We’ve got a pretty special perspective of the stars down here in the Southern Hemisphere. Because of the Earth’s orientation in space, on a clear evening we get to see our arm of the Milky Way spectacularly drawn across the night sky. It’s a sight that the majority of the world’s population misses out on. We need only look up.
What if you wanted to capture these astral features? While our phones are getting better at capturing images, those ones pointed at the stars never seem to match up to the true-to-life vision. There is a way to capture the perfect night sky in its true-to-life form though. It’s called astrophotography, and all you need is the right tools and a little bit of knowledge to get started.
Gill Fry is one of the photographers who has it down to a fine art. She even offers workshops and digital resources to those who want to get started.
Gill’s unique style of photography uncovers a rare perspective of the Greater Hamilton region, with our beautiful agricultural landscapes and sprawling Grampians mountain ranges silhouetted against the cosmic nightscape.
Gill also experiments with light painting, another unique style of photography that utilises similar camera skills as astrophotography, with long exposure times allowing for the camera to capture light as it travels through its frame over a period of time. An example can be seen here:
We sat down with Gill to gain some local insights on photography in the Greater Hamilton region.
What was it that got you into this style of photography?
I have been into photography since I was about seven. But it was only when a fellow photographer showed me an image of the Port Fairy Lighthouse under the stars that I said, “I have to learn how to do that!!!” I quickly realised that there was a lot of misinformation on the web and Facebook. So it took a lot of trial and error and experimenting to work out the ideal settings and post processing. I was determined to do it right! Many a night was spent at Nigretta Falls as I worked to emulate the style.
Do you have any local tips for our budding photographers in the region? Where are the photography hotspots?
Greater Hamilton has it all for photographers! Waterfalls, redgums, wildlife, beautiful wildflowers, the amazing Omphalotus Nidiformis or “Glow mushrooms”, Rocklands Reservoir, the Grampians and of course, our magnificent clear night skies.
I of course take photos during the day, but for this article I will show you our region by night. It takes on a whole new beautiful and unique perspective.

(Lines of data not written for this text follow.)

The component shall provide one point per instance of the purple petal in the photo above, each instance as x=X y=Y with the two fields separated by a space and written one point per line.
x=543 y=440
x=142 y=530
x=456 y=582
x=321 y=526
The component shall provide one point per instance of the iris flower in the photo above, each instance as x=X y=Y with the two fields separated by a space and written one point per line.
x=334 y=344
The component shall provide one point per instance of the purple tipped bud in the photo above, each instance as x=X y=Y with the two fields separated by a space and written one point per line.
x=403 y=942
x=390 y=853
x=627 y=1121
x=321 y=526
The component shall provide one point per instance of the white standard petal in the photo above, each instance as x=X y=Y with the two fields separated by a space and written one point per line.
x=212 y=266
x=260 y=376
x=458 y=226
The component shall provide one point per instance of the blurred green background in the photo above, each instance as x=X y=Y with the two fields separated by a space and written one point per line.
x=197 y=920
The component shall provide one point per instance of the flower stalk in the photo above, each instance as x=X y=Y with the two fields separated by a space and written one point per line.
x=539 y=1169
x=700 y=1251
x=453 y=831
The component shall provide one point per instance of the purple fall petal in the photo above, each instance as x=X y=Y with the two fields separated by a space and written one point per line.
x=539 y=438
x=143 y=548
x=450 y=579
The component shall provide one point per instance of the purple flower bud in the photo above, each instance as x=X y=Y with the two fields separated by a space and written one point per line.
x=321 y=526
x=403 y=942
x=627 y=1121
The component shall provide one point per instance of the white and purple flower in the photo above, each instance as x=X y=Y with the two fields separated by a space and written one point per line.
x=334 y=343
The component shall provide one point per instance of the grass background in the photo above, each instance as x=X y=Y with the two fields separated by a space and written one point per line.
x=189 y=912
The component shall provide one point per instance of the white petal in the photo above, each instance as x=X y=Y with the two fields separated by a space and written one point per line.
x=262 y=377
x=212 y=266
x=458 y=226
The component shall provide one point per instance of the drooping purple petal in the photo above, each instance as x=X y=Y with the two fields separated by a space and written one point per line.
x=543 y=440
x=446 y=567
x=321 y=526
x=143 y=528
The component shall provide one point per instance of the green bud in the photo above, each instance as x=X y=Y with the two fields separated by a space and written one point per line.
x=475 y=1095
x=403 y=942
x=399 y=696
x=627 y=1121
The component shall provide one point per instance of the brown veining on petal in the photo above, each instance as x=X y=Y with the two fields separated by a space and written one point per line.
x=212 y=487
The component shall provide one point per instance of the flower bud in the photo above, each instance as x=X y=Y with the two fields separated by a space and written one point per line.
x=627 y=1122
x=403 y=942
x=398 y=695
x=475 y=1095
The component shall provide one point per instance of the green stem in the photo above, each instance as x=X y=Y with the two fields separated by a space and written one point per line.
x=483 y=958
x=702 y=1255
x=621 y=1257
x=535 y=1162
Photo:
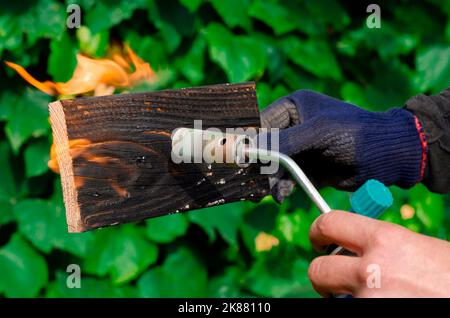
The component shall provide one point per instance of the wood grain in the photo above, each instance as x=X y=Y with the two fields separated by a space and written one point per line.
x=114 y=154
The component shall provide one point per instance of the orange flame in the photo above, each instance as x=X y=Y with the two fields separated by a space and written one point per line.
x=100 y=76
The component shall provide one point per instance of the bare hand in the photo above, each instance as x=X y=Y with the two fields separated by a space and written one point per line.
x=391 y=261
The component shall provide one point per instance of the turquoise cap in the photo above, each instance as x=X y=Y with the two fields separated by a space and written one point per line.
x=371 y=199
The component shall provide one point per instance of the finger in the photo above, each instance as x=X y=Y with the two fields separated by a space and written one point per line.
x=303 y=137
x=280 y=114
x=335 y=274
x=349 y=230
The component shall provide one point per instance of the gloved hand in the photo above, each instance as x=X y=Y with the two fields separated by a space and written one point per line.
x=341 y=145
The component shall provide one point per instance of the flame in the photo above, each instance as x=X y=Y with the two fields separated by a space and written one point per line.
x=96 y=76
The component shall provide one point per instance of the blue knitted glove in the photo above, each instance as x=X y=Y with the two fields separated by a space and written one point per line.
x=341 y=145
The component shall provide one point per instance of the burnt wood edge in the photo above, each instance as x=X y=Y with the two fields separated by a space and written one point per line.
x=61 y=141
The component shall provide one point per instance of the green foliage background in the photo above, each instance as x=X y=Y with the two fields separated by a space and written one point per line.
x=284 y=46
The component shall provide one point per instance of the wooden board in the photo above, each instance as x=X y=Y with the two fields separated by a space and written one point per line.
x=114 y=154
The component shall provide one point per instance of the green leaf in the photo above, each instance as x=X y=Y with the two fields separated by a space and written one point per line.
x=388 y=41
x=241 y=57
x=93 y=44
x=192 y=64
x=36 y=156
x=27 y=116
x=8 y=188
x=104 y=15
x=24 y=272
x=90 y=288
x=233 y=12
x=227 y=285
x=149 y=49
x=44 y=224
x=173 y=22
x=262 y=218
x=433 y=68
x=279 y=275
x=226 y=219
x=295 y=228
x=6 y=214
x=278 y=17
x=47 y=18
x=429 y=207
x=121 y=252
x=314 y=55
x=181 y=275
x=167 y=228
x=354 y=94
x=298 y=79
x=192 y=5
x=62 y=59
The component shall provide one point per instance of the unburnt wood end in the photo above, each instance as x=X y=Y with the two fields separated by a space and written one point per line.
x=114 y=154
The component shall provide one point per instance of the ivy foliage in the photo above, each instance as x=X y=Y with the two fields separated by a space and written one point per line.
x=235 y=250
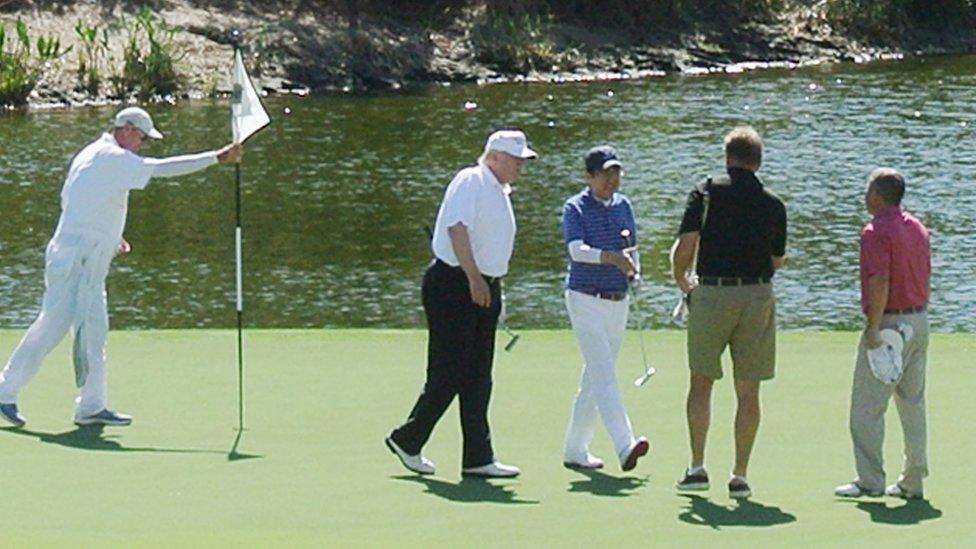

We are even lucky enough to see the Aurora Australis here when the sun is active. The best night skies can be seen away from town lights. Head out into the rural surrounds and you will see what a difference it makes. When an aurora is present you will want a clear view to the south.
My number one tip for night photography spots is to think about your composition. It is equally important at night as it is during the day. Lighting the subject helps enormously. Subtle lighting is best.
Are there any photographs in your night photography portfolio that you feel stand out above the rest?
I have been lucky enough to win NASA Astronomy Photo of the Day (APOD) twice now. This is an extremely coveted award, so I am indeed honoured. Here is one of my photos awarded with this honour.
The following photos are personal favourites of mine:
The first image is the largest Aurora Australis I have seen here from near Hamilton. You could see it with your eyes but the colour appears muted. The colour comes out more in camera as the shutter is open for several seconds.
Regarding the second image, the night sky does not always have to be full of stars. On this occasion it was the biggest storm I had ever experienced here.
I see that you offer workshops and training for those that want to learn the techniques you utilise, would you care to divulge any advice for those getting started?
Night photography is fun!!! But you need to be prepared and have a basic understanding of what you are doing or you will just be cold and frustrated.
I offer workshops and training as you said, but I also have free tutorials on my Gill Fry Photography YouTube channel which can help get you started. They go through the equipment you need, the camera settings and how to focus in the dark. The latter is something most newbies have trouble with, but when you know how, it is easy. I explain it in detail in the video but the basic explanation is to switch to live view, magnify a star with 10X magnification and manually focus on the star so it is the smallest dot. Then take your shot. One thing I love about teaching night photography is the response of every person who takes their first successful photo of the stars. It is always, “WOW!!”
What makes Greater Hamilton such a great place to live as a photographer?
I was pondering this question only a couple of weeks ago. You know there are not many places in the world that are easily accessible where you have majestic scenery by day and amazing skies at night, including being able to see the Aurora Australis when it is dancing. There are awesome photography subjects for every genre of outdoor photography. We are really so lucky to live here!